The Governor Ross Mansion and Plantation
By Thurman W. Ross
I am totally fascinated about the civilian side of what went on during the Civil War. What I mean by this is, what was life like on the plantations, in the homes, in the slave cabins, and life in general for both colored and white. In the late 1990s, President Bill Clinton placed The Governor Ross Mansion and Plantation here in Seaford, Delaware, on the list of two hundred and some places in the United States used by the Underground Railroad. This was approved by the U. S. Congress and is on record at the Library of Congress in Washington, D. C. At The Ross Plantation we found the original slave cabin in the woods at the back of the Plantation. The cabin is made of whole logs and then covered in clapboard. The University of Delaware came and examined the cabin, declaring it, "the only log slave dwelling in existence in the State of Delaware." We have a Kent Mutual Insurance policy map covering the Plantation and all of its buildings dating from the 1850s. The policy has a map of the Plantation and the exact placement in feet of each building in relation to the Plantation Mansion. The slave quarters were only 24 feet from the Southeast corner of the Mansion's dining room. I did research as to why the quarters were so close to the entrance of the Governor's Mansion and found that 1) the slaves would be near if needed by the Ross family, 2) the Governor could keep an eye on the slaves and 3) (the most disgusting of all) by having the slave quarters so close to the front entrance of the house, visitors to the Plantation and the Governor's Mansion would see how many slaves the Governor had, a sign of his wealth and prosperity. The 23 room home my wife and I live in is actually on the far Northwest corner of the original 1,400 acre Governor William Ross Plantation.
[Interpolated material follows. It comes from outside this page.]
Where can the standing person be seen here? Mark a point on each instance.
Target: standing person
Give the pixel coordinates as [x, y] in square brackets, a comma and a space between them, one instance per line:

I have always felt that one must learn all of our history. Some people like to ignore parts and others gloss over or glorify some parts. We must learn of both the good and the bad parts of our history. Only by learning of both the follies and triumphs of our history will we be prepared for the future and the battle to eliminate prejudice. As I told you before, I am not proud of my family's past involvement in slavery but it is something I feel that must be exposed and talked about. Only by doing this will we be able to learn and to avoid the pitfalls that lie before us in our future. History is our greatest teacher. What you are doing is a great service to our present day generations. There are not many people who try to present the whole truth.